Then put your money where your mouth is.
Roadblocks? Kick them over.
You see a wall? Grab a hammer.
No more nights of losing sleep;
Some things in life should repeat.

I’m well aware that things should end,
And for a good reason… some things are gone too soon.

Just move… keep moving,
Some mistakes are worth repeating,
Keep pushing forward,
Keep pushing towards the one thing you want the most,
Because you’re not done fighting yet.

You can’t start to live your life until excuses die.

The hardest thing life is being real with yourself,
Now the only thing left to do is…

Move… keep moving,
Some mistakes are worth repeating,
Keep pushing forward,
Keep pushing towards the one thing you want the most,
Because you’re not done fighting.

Take back your life… and let excuses die.


9. The Prequel


It just takes one…

Why are we so quiet?
Is your life not important?
If just one goes… then more will follow after.
Yes, we can wait it out,
Or we can start right now,
Things don’t have to stay… stay this way forever.

I don’t believe that this is over,
And yes, I have faith that this will come back full circle.

It just takes one.

Why are we so scared of public burnings?
Are we that content with how things are going?
It’s just intimidation, a vulgar display of power.
I’ll take the firewood myself and I’ll even bring the matches.

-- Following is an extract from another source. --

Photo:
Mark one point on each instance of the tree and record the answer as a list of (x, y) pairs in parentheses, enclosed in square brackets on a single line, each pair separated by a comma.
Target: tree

I don’t believe that this is over,
And yes, I have faith that this will come back full circle.

It just takes one.

It just takes one to get things moving,
Don’t put the fire out… we want it burning.

It would be an honour to be the martyr,
It would be an honour to be your martyr.


10. Ascensions


So sweet and beautiful,
Melodies that break the heart and tear the soul,
Never stop singing.
Smoke and mirrors drying up your throat,
Choke and spit as you reach out for notes,
Never stop screaming.

Pushed far beyond your breaking point,
You care so much even though you know they don’t.
When does enough become enough?
What do you do when enough becomes enough?

You close your eyes
And scream, “Goodbye.”
You open your arms and find a way to fly.
And fly away from here
To where the air (is) clear.
Free from a judging world;
Your beauty is just too much to hold.

They’re driving in the fact
That you’re different, but there’s nothing wrong with that.
Never stop singing.
Your song is brave with just a hint a pain,
Proof you’re alive and things can change,
Never stop screaming.

When you finally see things clearly,
You don’t fear leaving
When they can no longer hold you back…

You close your eyes
And scream, “Goodbye.”
You open your arms and find a way to fly.
And fly away from here
To where the air (is) clear.
Free from a judging world;
Your beauty is just too much to hold.

Their attacks are relentless,
And I see it all around us…
Their selling us their ideas of what’s “beautiful”,
What the hell do they know?

Burn the billboards down,
And pull the pages out,
Rip the TV off the wall,
That isn’t beautiful.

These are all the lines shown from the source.